Sequenced reads were trimmed for adaptor sequence following removal of low-quality sequence and tRNA and rRNA reads, then mapped to V. vinifera 12X PN40024 reference genome using HISAT2 v2.1.0 with parameters --rna-strandness RF --dta -k 100.
Raw read counts for genes were calculated using htseq-count v0.10.0 with parameters -f bam -t exon -i transcript_id -s reverse -m intersection-nonempty.
Gene FPKM was calculated by dividing gene's raw read counts per kb gene transcript length with per million mapped reads.
For TEFingerprint analysis, sequenced reads were trimmed for adaptor sequence following removal of low-quality sequence and tRNA and rRNA reads, then mapped to TE sequences extraced from all annotated TE loci using bwa mem (with default setting).
Read counts for TE loci were calculated by htseq-count v0.10.0 (-f bam -t exon -i transcript_id -s reverse -m intersection-nonempty), bedtools v2.27.0 (bedtools coverage), and TEFingerprint v0.1.4 (tef preprocess --exclude-tails and then tef compare -m 11 -e 600 -q 30 -t 8).

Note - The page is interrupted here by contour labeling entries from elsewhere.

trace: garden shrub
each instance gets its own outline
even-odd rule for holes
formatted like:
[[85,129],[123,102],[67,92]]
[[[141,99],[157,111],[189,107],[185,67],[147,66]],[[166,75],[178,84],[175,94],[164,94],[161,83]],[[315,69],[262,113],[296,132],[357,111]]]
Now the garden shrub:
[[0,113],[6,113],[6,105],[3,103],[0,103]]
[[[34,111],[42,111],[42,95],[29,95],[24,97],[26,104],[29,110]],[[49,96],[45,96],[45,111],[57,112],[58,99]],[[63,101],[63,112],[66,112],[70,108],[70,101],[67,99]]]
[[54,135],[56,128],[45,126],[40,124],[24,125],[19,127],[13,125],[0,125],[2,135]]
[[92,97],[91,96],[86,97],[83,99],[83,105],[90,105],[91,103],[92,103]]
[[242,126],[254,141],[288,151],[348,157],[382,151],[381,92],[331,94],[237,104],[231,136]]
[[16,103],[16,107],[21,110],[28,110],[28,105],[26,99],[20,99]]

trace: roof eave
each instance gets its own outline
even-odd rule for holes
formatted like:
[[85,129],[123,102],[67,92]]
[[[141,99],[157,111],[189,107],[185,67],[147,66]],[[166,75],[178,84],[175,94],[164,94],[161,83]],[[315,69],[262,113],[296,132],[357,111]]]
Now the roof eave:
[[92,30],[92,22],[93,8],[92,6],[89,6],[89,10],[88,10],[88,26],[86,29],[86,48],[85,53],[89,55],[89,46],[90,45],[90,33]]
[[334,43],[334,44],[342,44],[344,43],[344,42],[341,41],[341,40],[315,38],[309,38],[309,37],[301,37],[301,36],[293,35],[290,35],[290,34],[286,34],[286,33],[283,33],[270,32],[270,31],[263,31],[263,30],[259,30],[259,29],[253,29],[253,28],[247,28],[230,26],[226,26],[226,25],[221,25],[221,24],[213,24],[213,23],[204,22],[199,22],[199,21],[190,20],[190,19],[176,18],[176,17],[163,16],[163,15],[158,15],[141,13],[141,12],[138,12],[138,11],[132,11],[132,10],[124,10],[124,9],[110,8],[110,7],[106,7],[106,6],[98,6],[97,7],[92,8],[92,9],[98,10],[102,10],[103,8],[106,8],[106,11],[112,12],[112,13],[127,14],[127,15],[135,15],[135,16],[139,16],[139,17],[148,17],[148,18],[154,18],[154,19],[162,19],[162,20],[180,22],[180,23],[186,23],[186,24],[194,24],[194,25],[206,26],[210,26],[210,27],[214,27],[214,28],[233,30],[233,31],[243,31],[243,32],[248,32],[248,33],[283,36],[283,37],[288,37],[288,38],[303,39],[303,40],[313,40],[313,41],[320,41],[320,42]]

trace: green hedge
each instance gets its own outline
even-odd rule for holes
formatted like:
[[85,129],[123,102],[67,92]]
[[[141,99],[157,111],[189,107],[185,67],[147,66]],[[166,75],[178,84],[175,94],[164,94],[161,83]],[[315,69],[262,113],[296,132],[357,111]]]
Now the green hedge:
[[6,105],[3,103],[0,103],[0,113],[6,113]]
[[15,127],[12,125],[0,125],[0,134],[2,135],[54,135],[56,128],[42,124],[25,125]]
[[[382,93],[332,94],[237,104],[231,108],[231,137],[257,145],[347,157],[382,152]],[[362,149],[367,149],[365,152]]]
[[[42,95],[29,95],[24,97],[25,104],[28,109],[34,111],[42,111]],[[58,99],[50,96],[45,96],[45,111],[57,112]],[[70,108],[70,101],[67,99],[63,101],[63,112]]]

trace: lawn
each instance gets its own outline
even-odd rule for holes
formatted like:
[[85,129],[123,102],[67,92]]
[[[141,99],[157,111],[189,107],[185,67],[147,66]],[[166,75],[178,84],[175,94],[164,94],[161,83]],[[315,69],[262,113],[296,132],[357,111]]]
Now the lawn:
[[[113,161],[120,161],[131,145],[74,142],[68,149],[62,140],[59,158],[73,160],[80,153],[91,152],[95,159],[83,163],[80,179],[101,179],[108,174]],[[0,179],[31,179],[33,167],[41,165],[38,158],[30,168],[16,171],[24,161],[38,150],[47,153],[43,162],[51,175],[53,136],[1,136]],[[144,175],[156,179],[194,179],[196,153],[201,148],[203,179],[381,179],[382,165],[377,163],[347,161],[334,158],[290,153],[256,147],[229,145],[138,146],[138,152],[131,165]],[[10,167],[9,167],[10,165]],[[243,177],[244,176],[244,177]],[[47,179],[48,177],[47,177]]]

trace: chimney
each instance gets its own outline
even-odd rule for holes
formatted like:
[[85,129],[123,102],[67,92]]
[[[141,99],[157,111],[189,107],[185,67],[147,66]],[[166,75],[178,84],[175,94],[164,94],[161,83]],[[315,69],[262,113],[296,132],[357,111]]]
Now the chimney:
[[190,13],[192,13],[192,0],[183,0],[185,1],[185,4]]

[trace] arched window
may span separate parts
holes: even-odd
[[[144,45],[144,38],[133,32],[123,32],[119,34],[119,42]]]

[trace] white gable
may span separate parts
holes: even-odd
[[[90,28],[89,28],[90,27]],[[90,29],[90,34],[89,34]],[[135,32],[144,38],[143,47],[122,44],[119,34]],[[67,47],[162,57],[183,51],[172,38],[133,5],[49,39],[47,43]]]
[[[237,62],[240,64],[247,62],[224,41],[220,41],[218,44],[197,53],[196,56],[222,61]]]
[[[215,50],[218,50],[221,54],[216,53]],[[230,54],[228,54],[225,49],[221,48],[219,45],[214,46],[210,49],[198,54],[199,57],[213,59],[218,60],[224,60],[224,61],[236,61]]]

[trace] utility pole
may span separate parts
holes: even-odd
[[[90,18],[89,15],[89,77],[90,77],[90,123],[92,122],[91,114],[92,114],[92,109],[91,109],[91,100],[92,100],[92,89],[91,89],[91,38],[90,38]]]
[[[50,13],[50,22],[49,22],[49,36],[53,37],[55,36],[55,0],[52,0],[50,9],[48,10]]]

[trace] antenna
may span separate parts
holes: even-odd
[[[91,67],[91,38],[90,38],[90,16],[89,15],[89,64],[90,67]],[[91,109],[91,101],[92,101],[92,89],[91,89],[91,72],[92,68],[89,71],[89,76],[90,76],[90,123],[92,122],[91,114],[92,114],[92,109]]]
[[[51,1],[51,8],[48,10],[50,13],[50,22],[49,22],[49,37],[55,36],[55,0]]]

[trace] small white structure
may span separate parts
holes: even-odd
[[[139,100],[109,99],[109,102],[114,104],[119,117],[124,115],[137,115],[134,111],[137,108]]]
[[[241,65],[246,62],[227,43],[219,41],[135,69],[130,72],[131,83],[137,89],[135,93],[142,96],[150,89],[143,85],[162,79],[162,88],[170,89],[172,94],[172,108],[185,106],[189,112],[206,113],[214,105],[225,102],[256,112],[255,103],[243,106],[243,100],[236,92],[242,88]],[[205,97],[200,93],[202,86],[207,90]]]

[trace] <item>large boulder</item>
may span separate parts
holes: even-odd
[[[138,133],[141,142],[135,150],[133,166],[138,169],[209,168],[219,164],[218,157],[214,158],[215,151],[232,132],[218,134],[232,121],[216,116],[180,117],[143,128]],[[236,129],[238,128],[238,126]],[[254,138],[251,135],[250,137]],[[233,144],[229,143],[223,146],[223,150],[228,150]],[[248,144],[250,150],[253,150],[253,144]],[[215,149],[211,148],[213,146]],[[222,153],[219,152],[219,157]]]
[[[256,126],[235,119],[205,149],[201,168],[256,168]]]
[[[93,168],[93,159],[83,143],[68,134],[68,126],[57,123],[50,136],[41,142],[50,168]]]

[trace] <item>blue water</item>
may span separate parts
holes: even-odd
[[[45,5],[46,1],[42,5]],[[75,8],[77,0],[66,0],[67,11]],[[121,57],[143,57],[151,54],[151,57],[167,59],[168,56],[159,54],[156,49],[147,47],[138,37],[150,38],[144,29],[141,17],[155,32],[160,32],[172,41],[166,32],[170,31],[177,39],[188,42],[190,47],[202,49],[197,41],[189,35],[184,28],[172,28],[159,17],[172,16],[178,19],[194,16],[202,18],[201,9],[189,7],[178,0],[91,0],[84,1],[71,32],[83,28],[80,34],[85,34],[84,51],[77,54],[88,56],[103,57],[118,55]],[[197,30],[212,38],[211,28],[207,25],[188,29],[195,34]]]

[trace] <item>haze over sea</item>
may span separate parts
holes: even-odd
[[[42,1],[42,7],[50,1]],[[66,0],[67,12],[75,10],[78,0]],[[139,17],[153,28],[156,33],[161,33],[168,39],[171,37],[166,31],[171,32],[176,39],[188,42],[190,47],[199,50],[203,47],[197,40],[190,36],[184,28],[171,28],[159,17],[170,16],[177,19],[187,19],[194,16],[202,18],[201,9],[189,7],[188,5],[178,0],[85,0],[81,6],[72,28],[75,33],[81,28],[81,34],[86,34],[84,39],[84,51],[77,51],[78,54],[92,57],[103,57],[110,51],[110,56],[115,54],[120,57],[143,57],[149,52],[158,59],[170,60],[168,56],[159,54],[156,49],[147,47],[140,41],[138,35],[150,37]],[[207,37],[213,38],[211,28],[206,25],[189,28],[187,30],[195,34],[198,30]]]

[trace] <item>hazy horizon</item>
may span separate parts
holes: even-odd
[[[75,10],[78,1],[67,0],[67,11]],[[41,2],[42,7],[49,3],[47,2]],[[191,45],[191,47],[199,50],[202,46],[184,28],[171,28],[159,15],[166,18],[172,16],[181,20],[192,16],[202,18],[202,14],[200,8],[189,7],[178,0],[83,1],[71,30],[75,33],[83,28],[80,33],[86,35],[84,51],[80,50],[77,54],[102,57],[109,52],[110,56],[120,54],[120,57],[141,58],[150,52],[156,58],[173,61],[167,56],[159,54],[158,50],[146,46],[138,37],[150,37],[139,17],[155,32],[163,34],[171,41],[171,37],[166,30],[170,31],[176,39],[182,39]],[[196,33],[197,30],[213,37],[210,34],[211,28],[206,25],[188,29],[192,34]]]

Average read depth of each TE locus was calculated by dividing the sum of read bases overlapping with a TE locus (obtained from bedtools intersect v2.27.0) with the read-covered bases of the TE locus (obtained from bedtools coverage v2.27.0).
Read counts for TE families were calculated by TEtranscripts with parameters --mode multi --stranded reverse.
TE family FPKM was calculated by dividing TE familiy's read counts per kb TE length with per million mapped reads.
For long-read sequencing:
Oxford Nanopore Technology Guppy v3.1.5 used for basecalling.
The resulting fastq files were processed by Pychopper2 (v2.0.1) to capture full-length reads and remove adapter sequences.
The full-length reads were mapped to the 12X PN40024 V. vinifera reference genome using minimap2 v2.17 with the option -ax splice for long-read splice alignment. For TE loci analysis, the minimap2 parameters -N 100 -ax splice were used instead. For TE family analysis, reads were mapped to V. vinifera canonical TE sequences (Repbase) with the option -ax splice.
Gene TPM was calculated using FLAIR pipeline (v1.4).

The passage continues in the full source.